5th July 2013

They did it.

The bastards actually did it.

They unleashed nuclear fire upon the world, and it burnt like hell. I was in the communications room with Dakker and some of the radio staff when the news came crackling through in the morning. When the man on the other end, sobbing like an infant in his last minutes on Earth, just kept repeating one word, which seemed to echo in the silence of the radio room.

Armageddon.

I remember the stillness and quiet across the whole base, how the corridors were filled with soldiers, trained killers, crouched on the concrete, tears in their eyes. As I came into the command centre the room was dark, the only light the huge main screen, the entire command staff, Delov, Antonov, even the Spetnatz commander, watching in horror the scene unfolding.

It was a news bulletin, out on the streets of Moscow far above us, the reporter running down the street in a vast crowd, men, women and children, stampeding on as air raid sirens howled into the morning light. It was sheer madness, people slamming into each other, cars just ploughing into the crowd, their drivers smashing their heads on horns in complete unbridled anger and sorrow.

The camera was shaking as people shoved past, and the reporter was screaming into his microphone, his voice almost lost in the terrified shouts of the crowd around him.

"Get to the Metro!" he kept shouting, over and over, tears streaming down his face. He kept running, and up ahead we could see the towering form of the Metro entrance, its marble edifice seeming to be tantalisingly close to the screaming crowd.

And people were getting inside, soldiers opening the huge iron doors to them, the mob running inside. But then, as the cameraman and reporter came closer, a shout roared overhead, along with a single gunshot. The hope in the reporter's eyes died.

Up ahead the doors were closing, and yet the crowd still hurried forward, roars of anger at the soldiers seeming to block their path.

It was when I saw those soldiers raise their rifles to the crowd that I looked away, trying to ignore the roar of gunfire, and the dying screams of the people being slaughtered.

I forced myself to look, to see the reporter take a bullet to the head and fall to the concrete to be trampled, the camera fall to the ground and point upwards, to the rockets beginning to descend downwards in a plume of smoke.

"Shut it off." Antonov said softly, and then started to bellow at the technicians." Shut it down! Turn it off!"

Captain Delov glanced at me as we watched Antonov fall to his knees, face crumpled up in pain and sorrow, tears flowing down his face.

It was only later that I would realise why this man, this person who up until then we had all written off as a sociopathic robot, had suddenly shown such emotion. The name of the reporter on the news, which had flashed briefly at the bottom of the screen.

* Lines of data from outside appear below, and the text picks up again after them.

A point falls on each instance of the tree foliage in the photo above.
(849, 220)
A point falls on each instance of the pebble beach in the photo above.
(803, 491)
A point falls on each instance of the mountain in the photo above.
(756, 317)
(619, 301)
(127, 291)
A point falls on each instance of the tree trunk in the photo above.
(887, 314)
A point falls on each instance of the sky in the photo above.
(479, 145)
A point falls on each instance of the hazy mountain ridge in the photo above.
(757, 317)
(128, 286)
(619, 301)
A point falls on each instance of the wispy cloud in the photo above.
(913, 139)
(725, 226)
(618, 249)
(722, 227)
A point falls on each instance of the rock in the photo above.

Alexei Antonov. The colonel's son.

We've had a few messages over the radio network, mainly from Central Command, telling us that 'we gave them hell', to hold position and maintain lockdown and that 'help is coming'.

Absolute bullshit.

We could be the only people left in Moscow at the moment, according to the scattered news reports before the bombs hit, it seems that over a thousand warheads have been fired at us, mostly American, but British, French and Israeli as well. The whole world. Wiped out in an instant.

And for what?

The only thing which stops me pulling the revolver from my holster and blowing my brains all over this fucking diary is the thought of Katerina. She wouldn't have wanted me to go down that route. She always said suicide was a sin, that if I do that we will never be together in paradise.

All I know is that, if there is a God up there, he stopped listening a long time ago.

Of course, a lot of the men don't have something to hold onto, no rock to keep them chained to this world. As I write this in the gloom of my office, I can hear the muffled cracks of single pistol shots echoing in the darkness, the last sound many of those men out there will ever hear, as they condemn themselves to oblivion.